Libération - Société - 05/11/2009 - 14h53 - Interview par Justine Lafon

Le tout nouveau collectif pour le droit des enfants roms à l’éducation lance un « appel national » à la scolarisation des enfants roms. Entretien avec Michel Fèvre, président de Romeurope 94 et membre de la LDH.

A deux semaines du 20ème anniversaire de la Convention internationale des droits de l’enfant, un « appel national » à la scolarisation des enfants roms vivant en France a été lancé, hier mercredi, par le Collectif pour le droit des enfants roms à l’éducation. Ce dernier, qui vient d’être créé, réunit 13 organisations – en plus du collectif Romeurope déjà existant – dont le principal syndicat de l’enseignement primaire SNUipp-FSU, la FCPE ou RESF.

Michel Fèvre, président de Romeurope 94 et membre de la LDH, explique en quoi la scolarisation des Roms est un enjeu pour la société.

A quels objectifs répond la création d’un collectif pour le droit des enfants roms à l’éducation ?

C’est une initiative de Romeurope pour aider ces milliers d’enfants roms vivant en France, majoritairement roumains et dans une moindre mesure originaire de Bulgarie ou d’ex-Yougoslavie. Beaucoup n’ont pas accès à l’école. L’enjeu est de passer de la dénonciation à la mobilisation.
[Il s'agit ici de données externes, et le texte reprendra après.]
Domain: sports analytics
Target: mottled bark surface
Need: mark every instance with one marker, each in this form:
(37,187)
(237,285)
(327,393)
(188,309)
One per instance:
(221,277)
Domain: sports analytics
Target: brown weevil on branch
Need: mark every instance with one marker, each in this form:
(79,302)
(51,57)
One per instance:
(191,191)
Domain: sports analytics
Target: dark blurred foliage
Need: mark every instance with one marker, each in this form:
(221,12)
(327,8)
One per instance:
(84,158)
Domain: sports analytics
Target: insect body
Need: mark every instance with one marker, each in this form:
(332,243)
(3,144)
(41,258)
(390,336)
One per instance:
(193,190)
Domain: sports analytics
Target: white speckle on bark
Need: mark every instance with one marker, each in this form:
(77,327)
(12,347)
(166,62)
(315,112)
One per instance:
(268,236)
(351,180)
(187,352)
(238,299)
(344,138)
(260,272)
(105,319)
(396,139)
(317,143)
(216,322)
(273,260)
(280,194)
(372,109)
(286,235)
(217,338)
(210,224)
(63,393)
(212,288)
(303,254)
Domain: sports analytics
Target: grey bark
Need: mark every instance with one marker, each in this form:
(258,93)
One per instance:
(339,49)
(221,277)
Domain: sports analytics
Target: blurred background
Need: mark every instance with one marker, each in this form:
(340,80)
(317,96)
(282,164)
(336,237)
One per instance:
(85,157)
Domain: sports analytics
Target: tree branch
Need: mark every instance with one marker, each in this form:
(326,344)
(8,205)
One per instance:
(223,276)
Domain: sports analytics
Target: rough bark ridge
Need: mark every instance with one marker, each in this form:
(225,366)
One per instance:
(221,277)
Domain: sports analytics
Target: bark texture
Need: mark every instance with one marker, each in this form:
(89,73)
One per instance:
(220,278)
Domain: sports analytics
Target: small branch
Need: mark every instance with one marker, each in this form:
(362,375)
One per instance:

Combien y a-t-il d’enfants roms qui n’ont pas accès à l’école en France ?

En France, on dénombre entre 5 et 7.000 enfants roms, âgés de 6 à 16 ans, et pami eux, moins de 10% sont scolarisés. Après en terme de répartition, cela dépend des communes. A Marseille, par exemple, sur 600 enfants roms de 6 à 16 ans, seuls 50 ont été inscrits à l’école au cours de l’année 2008-2009 et environ 20 étaient effectivement scolarisés en fin d’année. Dans certaines collectivités territoriales, aucun enfant roms n’est scolarisé alors que dans d’autres, on observe une scolarisation complète. C’est bien la preuve que des solutions existent.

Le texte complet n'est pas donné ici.